Artificial Compound Eyes

Artificial compound eyes (ACE) are new types of cameras inspired from the architecture of natural compound eyes. Natural compound eyes can be divided into two general categories: apposition and superposition. The apposition eye contains simple lenslets that focus light onto nearby receptive rods called rhabdoms. Each lenslet and rhabdom constitutes an ommatidium, of which there are thousands in a 3D spherical array format separated by light absorbing pigmentation. Each ommatidium detects only a small cone of light entering along its central axis. The out-of-field light is either absorbed in the pigmentation or detected by the adjoining lenslets viewing the adjacent fields. The resulting image mosaic appears erect and contiguous.

 

The superposition eye replaces the lenslets with elongated crsytalline cones, and a clear zone separates the cones from the light sensitive rods. The cornea of each crystalline cone focuses the incoming light within the cone, and then the latter part of the cone collimates the light. Each cone therefore acts as both a Keplerian telescope objective and an afocal eyepiece. The array of cones form a meniscus shaped structure with a common nodal point. Therefore beams of light that enter the cones at the same field angle converge toward the same spatial point when they exit the cones. Multiple field angles result in multiple convergence points, which together form an image on the convex shaped rhabdom layer. Since light from hundreds of cones contribute to each field point in the image, the effective sensitivity of a superposition eye is increased relative to an apposition eye. This is why superposition eyes are found primarily on nocturnal arthropods, such as moths, and apposition eyes are found primarily on diurnal arthropods, such as butterflies.

 

Binocular Camera: First images

Superposition Eyes

SPILAB developed the first refractive, artifical superposition eye in 2005. A cross-sectional view of it is shown in the diagram on the left, alongside a disected beetle eye. The natural crystalline cones are replaced by two molded glass lenslet arrays. The light absorbing pigmentation is replaced by a honeycomb louver baffle, which is manufactured using a UV curable inkjet 3D layering process called Polyjet.

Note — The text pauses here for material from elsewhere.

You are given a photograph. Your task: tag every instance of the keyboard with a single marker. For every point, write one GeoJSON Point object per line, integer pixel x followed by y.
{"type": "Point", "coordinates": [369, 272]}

The baffle channels the ommatidium light and blocks ghost images. The beams of light that pass correctly through the baffle tubes converge to form a spherically shaped image. This curved image is captured by a mushroom shaped waveguide dome consisting of millions of optical fibers fused together. The waveguide dome transfers the curved image onto a CCD array bonded to the small, flat end of the mushroom. The resulting image is upright and contiguous. No signal processing is required to generate this image.

 

 

 

IRACE Integration

IRACE Test Integration

Superposition Eyes

IRACE First Images

SPILAB began developing infrared artificial compound eyes (IRACE) in 2010. The IRACE lens arrays are formed from chalcogenide glasses that can be hot press molded. However, the lens arrays for the test prototype, shown on the left, were created from diamond turned lenslets mounted in aluminum preforms. The first IRACE images, shown to the right of the camera hardware, were captured using a 640 x 512 pixel micro-bolometer array.